Friday, 19 December 2014
Megan M Bela1, Mary C Barth2, Owen B Toon3, Yunyao Li4, Kenneth E Pickering5, Kristin Cummings4, Dale J Allen4, Daniel W O'Sullivan6, Alan Fried7, Cameron R Homeyer8 and Hugh Morrison9, (1)University of Colorado at Boulder, Boulder, CO, United States, (2)Natl Ctr Atmospheric Research, Boulder, CO, United States, (3)Univ Colorado Boulder, Boulder, CO, United States, (4)University of Maryland College Park, College Park, MD, United States, (5)NASA Goddard Space Flight Cent, Greenbelt, MD, United States, (6)US Naval Academy, Annapolis, MD, United States, (7)Univ of Colorado, Boulder, CO, United States, (8)University of Oklahoma Norman Campus, Norman, OK, United States, (9)National Center for Atmospheric Research, Boulder, CO, United States
Abstract:
In deep convective storms wet scavenging of soluble species as well as aqueous and ice chemistry affects the net transport of HOx precursors to the upper troposphere (UT), and thus impacts UT O3 production, air quality and climate. The DC3 (Deep Convective Clouds and Chemistry) field campaign took place in the central US from May-June 2012 and sampled inflow and outflow of convective storms with different dynamical and emission characteristics. This work compares wet scavenging and net transport of HOx precursors and other soluble trace gases in the DC3 May 29 Oklahoma and May 21 Alabama thunderstorms. WRF-Chem simulations at cloud resolving scales (dx=1km) are conducted with two different wet scavenging schemes. The first scheme, based on Neu and Prather (ACP, 2012), removes gases in precipitation and includes ice deposition of HNO3. However, it does not transport species dissolved in hydrometeors, and uses a constant retention fraction for soluble species during hydrometeor freezing.
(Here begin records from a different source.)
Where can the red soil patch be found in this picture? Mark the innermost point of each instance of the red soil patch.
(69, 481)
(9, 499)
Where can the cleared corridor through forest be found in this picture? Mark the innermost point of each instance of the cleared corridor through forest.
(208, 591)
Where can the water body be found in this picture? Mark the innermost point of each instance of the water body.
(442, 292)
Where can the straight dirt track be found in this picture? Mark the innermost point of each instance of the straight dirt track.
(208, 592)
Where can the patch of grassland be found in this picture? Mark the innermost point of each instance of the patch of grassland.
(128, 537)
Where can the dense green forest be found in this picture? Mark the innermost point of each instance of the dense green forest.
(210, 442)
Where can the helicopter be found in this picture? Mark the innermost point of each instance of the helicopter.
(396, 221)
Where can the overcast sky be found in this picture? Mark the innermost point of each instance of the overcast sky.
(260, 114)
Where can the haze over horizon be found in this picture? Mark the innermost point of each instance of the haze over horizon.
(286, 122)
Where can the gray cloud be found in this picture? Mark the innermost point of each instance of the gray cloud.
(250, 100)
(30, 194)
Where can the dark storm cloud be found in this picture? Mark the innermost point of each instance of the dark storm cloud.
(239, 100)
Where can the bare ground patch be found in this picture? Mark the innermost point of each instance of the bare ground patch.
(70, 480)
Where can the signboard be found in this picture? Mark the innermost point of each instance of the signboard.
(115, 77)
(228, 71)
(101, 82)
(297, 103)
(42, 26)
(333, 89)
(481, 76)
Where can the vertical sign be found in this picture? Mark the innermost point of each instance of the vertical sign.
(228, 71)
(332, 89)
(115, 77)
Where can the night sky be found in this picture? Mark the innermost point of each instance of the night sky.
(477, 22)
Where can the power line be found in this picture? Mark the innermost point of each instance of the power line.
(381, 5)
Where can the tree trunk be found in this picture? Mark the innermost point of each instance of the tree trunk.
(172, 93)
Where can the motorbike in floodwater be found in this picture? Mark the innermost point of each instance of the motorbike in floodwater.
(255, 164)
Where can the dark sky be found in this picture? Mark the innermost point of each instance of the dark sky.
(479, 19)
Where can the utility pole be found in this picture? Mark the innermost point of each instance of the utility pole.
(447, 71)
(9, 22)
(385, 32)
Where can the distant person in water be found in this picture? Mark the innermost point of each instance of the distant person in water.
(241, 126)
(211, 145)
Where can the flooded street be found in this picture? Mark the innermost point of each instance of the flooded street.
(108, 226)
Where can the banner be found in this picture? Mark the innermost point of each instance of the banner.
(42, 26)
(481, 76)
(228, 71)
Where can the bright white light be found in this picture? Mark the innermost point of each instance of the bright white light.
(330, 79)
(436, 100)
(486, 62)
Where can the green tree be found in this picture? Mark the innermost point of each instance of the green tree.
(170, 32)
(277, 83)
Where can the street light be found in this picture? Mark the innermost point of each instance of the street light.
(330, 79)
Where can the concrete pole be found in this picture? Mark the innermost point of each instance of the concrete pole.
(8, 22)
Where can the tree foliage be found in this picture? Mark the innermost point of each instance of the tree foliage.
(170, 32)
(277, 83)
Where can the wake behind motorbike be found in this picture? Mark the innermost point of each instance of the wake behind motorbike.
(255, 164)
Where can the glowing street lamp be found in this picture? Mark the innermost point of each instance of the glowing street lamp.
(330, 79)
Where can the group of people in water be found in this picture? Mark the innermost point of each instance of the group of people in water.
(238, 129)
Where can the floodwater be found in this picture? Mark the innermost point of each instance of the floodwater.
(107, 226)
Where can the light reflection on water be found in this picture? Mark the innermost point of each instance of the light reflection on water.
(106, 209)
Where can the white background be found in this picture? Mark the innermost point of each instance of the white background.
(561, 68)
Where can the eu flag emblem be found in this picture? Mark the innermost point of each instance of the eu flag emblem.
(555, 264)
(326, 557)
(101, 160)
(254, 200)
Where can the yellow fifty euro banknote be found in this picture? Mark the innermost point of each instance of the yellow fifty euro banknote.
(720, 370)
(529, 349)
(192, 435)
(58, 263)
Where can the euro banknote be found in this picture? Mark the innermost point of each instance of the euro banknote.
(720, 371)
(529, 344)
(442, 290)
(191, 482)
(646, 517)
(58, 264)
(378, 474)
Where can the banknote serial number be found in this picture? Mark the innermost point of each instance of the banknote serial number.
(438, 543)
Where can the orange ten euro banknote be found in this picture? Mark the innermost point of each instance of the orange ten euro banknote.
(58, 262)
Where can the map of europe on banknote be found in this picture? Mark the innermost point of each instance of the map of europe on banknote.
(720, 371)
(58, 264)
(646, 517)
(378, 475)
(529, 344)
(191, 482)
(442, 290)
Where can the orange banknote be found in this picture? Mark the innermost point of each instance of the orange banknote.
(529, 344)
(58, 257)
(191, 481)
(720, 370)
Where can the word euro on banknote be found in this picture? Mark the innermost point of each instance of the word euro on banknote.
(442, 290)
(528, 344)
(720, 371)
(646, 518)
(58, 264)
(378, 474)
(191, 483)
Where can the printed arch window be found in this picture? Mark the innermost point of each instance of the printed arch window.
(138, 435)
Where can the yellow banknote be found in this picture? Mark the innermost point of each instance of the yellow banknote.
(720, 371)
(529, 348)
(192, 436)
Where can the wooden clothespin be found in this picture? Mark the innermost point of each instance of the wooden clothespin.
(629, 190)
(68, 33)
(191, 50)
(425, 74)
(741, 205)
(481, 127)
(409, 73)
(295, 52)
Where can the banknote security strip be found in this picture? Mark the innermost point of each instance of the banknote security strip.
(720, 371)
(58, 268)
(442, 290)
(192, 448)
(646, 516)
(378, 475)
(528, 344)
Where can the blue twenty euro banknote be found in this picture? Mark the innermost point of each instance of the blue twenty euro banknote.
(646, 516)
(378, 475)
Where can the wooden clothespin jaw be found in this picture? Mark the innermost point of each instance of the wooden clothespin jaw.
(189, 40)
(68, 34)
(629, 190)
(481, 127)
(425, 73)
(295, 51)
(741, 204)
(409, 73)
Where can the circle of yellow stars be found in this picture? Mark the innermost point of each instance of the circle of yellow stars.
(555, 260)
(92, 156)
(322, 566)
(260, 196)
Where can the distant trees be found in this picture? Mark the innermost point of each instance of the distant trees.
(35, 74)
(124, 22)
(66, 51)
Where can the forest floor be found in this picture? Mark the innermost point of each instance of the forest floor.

The second scheme, described in Barth et al. (JGR, 2001), tracks solute in individual hydrometeor classes, and includes aqueous chemistry and ice deposition of additional species. A new capability to specify the fraction of each species that is retained in ice upon hydrometeor freezing is added, and sensitivity simulations are compared with observations to determine the best estimate of the retention factor for each species. Simulated vertical distributions of trace gases of varying solubilities within the storm and immediately surrounding the storm are compared with aircraft observations in storm inflow and outflow regions. Scavenging efficiencies are calculated from the model by several flux methods and compared with scavenging efficiencies derived from observations. For the Oklahoma storm, using the Neu and Prather scheme, observed mean vertical profiles of SO2, HNO3, H2O2 and CH3OOH in outflow are better represented in the model when scavenging is included. While H2O2 is two orders of magnitude more soluble than CH3OOH, and twice as much H2O2 than CH3OOH is removed in the simulation with scavenging, its observed net transport is the same as for CH3OOH. In addition, half as much CH2O is transported in the model as observed. Conclusions are presented about the role of different microphysical processes in the removal of soluble species.